In 2013, the University's Pediatrics Department spent $36.5 million on research.

"The University allows you to experiment, ask a question you could not possibly ask in a private industry space," Tolar said.

That's how Tolar ended up breaking ground on a rare skin disease called epidermolysis bullosa.

"My hands used to be wrinkly and stuff, and now they're smooth," said Nick Moore in May 2011, when WCCO first visited his hospital room. Moore was 10 years old then, and his skin didn't stick to his body. It took hours every day, wrapping his body in bandages.

A different parent came to Dr. Tolar and urged him to try stem cell transplants.

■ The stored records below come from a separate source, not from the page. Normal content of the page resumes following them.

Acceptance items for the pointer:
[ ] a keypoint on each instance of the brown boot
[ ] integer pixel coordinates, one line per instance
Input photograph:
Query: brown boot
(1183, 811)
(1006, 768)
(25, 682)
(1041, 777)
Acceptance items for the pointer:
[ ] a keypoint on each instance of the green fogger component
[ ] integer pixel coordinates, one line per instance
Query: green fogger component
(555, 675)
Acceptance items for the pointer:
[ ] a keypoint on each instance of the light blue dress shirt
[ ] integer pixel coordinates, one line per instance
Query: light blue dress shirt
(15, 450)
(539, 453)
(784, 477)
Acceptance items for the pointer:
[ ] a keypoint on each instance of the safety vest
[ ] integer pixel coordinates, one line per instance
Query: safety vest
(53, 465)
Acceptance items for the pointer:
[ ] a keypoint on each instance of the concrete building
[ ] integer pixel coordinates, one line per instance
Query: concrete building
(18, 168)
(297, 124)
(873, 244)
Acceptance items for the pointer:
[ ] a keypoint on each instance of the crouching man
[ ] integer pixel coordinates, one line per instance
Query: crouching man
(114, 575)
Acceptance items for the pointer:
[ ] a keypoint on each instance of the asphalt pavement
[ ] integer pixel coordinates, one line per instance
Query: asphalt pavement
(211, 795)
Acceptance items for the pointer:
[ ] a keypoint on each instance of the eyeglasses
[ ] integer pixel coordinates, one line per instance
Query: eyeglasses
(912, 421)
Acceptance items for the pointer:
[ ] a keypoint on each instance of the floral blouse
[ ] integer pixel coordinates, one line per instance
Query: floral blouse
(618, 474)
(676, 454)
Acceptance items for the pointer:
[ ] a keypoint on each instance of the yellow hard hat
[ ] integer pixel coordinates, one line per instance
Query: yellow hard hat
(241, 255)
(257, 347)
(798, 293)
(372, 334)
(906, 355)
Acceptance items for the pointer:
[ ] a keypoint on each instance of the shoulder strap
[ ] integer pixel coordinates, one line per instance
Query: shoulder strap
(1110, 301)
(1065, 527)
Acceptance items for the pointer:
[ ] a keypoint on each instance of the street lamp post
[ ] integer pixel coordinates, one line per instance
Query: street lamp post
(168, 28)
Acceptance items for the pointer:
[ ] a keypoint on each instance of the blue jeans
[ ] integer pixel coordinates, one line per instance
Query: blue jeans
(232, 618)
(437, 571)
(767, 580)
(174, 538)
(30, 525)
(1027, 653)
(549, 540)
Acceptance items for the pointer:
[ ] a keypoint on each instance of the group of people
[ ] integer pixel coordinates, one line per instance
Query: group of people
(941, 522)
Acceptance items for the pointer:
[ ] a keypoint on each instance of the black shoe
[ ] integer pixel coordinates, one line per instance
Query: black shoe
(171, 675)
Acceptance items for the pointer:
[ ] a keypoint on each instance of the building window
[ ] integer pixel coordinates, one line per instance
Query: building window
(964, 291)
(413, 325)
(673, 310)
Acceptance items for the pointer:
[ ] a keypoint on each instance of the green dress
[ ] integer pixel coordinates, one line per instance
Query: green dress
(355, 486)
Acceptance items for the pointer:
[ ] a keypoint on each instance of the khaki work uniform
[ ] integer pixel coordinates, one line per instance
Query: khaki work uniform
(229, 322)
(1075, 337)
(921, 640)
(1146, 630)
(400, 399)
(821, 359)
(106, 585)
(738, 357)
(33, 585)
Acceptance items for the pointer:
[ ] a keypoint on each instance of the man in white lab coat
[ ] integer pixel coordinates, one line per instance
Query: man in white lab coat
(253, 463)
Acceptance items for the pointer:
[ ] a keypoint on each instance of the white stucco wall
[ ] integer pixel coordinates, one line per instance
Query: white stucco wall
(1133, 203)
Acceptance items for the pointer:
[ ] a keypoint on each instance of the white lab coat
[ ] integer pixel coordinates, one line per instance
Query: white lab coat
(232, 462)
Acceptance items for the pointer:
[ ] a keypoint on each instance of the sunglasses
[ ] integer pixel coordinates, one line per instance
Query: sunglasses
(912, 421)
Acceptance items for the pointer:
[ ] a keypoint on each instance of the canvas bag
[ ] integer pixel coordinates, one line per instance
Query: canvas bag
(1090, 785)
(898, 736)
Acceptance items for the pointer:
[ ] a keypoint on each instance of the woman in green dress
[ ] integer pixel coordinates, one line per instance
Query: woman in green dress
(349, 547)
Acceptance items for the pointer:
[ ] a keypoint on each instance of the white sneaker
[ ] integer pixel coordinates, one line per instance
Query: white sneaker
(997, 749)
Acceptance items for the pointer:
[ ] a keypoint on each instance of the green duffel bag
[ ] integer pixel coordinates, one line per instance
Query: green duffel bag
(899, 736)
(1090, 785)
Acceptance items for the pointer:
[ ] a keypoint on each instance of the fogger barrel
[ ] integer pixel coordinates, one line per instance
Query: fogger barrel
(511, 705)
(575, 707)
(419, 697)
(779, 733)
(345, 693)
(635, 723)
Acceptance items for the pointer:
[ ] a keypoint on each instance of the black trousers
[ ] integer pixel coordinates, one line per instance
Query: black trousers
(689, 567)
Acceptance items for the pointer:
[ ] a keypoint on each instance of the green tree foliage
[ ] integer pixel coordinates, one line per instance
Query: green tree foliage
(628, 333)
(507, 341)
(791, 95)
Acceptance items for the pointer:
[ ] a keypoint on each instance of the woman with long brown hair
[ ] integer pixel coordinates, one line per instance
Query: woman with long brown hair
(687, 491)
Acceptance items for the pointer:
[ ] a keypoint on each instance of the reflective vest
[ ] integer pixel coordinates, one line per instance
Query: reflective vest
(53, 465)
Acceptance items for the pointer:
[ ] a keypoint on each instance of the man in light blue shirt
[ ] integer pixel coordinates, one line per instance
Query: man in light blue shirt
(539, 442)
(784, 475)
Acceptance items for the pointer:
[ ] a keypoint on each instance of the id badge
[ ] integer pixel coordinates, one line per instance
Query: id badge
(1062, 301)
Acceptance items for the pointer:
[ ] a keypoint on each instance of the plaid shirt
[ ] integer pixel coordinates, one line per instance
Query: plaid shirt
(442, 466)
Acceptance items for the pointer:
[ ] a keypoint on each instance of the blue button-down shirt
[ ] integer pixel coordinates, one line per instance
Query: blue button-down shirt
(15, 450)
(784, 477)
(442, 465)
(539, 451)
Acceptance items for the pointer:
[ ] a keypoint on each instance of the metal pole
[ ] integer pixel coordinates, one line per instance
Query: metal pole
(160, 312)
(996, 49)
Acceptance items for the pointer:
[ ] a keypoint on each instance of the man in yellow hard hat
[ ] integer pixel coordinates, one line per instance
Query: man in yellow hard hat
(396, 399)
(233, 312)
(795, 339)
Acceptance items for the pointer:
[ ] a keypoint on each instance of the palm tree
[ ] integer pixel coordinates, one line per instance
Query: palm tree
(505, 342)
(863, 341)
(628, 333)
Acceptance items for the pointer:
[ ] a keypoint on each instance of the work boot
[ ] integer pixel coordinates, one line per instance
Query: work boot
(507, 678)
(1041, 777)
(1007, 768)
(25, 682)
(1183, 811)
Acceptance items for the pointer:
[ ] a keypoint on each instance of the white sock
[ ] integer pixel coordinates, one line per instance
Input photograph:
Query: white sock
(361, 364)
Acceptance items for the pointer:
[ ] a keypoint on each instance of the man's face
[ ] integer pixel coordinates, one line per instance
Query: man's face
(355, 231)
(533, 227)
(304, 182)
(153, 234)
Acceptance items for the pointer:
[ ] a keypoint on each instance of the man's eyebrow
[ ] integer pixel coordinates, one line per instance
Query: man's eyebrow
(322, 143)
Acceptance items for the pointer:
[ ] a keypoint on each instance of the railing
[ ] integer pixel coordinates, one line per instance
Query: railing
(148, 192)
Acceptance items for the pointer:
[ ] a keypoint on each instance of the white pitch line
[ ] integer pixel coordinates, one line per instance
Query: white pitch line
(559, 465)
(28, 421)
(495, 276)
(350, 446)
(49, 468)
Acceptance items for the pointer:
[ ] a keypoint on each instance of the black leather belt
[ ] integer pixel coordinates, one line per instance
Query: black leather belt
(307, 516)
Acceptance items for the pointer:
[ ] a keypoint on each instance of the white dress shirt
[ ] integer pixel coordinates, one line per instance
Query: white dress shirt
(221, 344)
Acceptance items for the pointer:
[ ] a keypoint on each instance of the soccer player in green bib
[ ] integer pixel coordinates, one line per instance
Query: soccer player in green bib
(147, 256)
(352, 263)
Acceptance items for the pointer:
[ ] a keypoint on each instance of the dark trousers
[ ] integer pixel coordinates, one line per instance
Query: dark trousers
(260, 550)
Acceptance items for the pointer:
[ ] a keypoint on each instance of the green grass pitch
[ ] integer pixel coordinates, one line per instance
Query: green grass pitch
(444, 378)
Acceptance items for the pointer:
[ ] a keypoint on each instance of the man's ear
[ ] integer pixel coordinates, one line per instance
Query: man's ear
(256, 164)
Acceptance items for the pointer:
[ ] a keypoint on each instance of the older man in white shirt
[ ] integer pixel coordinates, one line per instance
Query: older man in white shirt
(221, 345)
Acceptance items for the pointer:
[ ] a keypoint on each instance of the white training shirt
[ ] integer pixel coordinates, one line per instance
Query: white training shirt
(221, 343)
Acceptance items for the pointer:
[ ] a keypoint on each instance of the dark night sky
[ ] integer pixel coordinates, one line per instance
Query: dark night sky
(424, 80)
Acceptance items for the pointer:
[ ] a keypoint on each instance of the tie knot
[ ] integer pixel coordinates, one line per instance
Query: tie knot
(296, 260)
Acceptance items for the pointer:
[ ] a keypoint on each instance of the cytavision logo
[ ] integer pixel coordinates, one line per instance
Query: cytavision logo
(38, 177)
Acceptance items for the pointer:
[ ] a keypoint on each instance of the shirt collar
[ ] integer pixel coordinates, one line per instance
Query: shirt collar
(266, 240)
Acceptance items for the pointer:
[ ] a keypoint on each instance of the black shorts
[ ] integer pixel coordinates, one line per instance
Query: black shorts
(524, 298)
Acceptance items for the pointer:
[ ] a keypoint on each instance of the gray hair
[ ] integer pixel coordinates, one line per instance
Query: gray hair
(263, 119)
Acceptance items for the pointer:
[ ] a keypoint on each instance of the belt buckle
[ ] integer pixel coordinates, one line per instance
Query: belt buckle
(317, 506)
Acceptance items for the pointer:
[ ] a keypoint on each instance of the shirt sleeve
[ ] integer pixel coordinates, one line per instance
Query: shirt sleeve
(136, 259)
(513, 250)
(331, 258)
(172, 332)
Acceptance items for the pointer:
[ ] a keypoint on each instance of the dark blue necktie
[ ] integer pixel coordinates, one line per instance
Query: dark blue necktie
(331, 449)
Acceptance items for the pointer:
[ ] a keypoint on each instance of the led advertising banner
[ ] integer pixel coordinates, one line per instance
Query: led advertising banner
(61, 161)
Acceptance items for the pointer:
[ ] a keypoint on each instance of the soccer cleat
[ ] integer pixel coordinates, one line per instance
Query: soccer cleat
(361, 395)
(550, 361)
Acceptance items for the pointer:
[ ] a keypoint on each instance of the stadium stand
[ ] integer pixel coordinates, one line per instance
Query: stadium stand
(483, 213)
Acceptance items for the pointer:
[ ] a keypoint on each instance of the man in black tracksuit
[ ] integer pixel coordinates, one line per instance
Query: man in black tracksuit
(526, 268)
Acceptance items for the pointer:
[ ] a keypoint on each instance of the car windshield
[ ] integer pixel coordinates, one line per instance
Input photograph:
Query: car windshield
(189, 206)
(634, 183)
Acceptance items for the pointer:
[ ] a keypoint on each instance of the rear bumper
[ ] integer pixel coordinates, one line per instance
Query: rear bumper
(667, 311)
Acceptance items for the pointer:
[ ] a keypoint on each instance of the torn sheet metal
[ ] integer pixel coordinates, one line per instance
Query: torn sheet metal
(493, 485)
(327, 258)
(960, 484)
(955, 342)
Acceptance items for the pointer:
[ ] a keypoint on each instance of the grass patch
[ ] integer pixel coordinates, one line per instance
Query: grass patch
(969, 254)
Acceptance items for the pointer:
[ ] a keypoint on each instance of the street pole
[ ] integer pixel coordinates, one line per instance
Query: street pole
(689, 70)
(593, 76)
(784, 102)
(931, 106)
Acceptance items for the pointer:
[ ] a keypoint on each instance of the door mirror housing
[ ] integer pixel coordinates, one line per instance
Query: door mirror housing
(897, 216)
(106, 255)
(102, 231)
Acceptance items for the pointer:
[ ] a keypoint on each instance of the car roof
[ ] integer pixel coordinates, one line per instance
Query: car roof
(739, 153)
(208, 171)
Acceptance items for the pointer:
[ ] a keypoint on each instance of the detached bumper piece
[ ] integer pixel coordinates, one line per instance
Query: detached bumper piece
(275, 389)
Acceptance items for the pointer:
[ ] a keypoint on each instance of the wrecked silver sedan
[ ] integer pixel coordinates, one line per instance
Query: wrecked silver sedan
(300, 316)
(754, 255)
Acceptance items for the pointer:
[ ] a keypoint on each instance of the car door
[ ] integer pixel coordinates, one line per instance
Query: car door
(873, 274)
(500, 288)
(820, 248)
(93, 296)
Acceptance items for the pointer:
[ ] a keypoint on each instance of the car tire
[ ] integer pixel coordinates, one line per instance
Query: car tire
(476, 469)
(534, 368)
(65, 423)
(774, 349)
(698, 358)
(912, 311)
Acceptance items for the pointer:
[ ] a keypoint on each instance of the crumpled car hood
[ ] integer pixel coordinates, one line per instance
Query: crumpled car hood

"We didn't figure it out. We didn't. She came to us and said use stem cells. She knew from the internet. She knew we do that," said Tolar.

Moore died in October 2011. The transplants were never meant to be a cure, rather a way to ease the pain. Scientists believe that is working, and now the U is a national center for young people with EB.

"What we did was different. And the only reason we could do it is that we have a huge, well-funded, well-developed research center," he said.

The Children's Hospital had the first successful infant heart transplant in Minnesota, and the first cochlear ear implant surgery for a child.

"We need talent, training, technology. We need a discovery ecosystem," said Tolar.

There is a legacy in Minnesota for biomedical research, according to Tolar. In 1968, the first bone marrow transplant was done here. It was the site of one of the first advances in open heart surgery, and the first pacemaker was transplanted here as well.

Tolar said that history attracts good researchers, and puts the pressure on to keep researching.

"There is one thing about research in medicine. It has an arrow of time. There is no 'thing' like enough of research," said Tolar.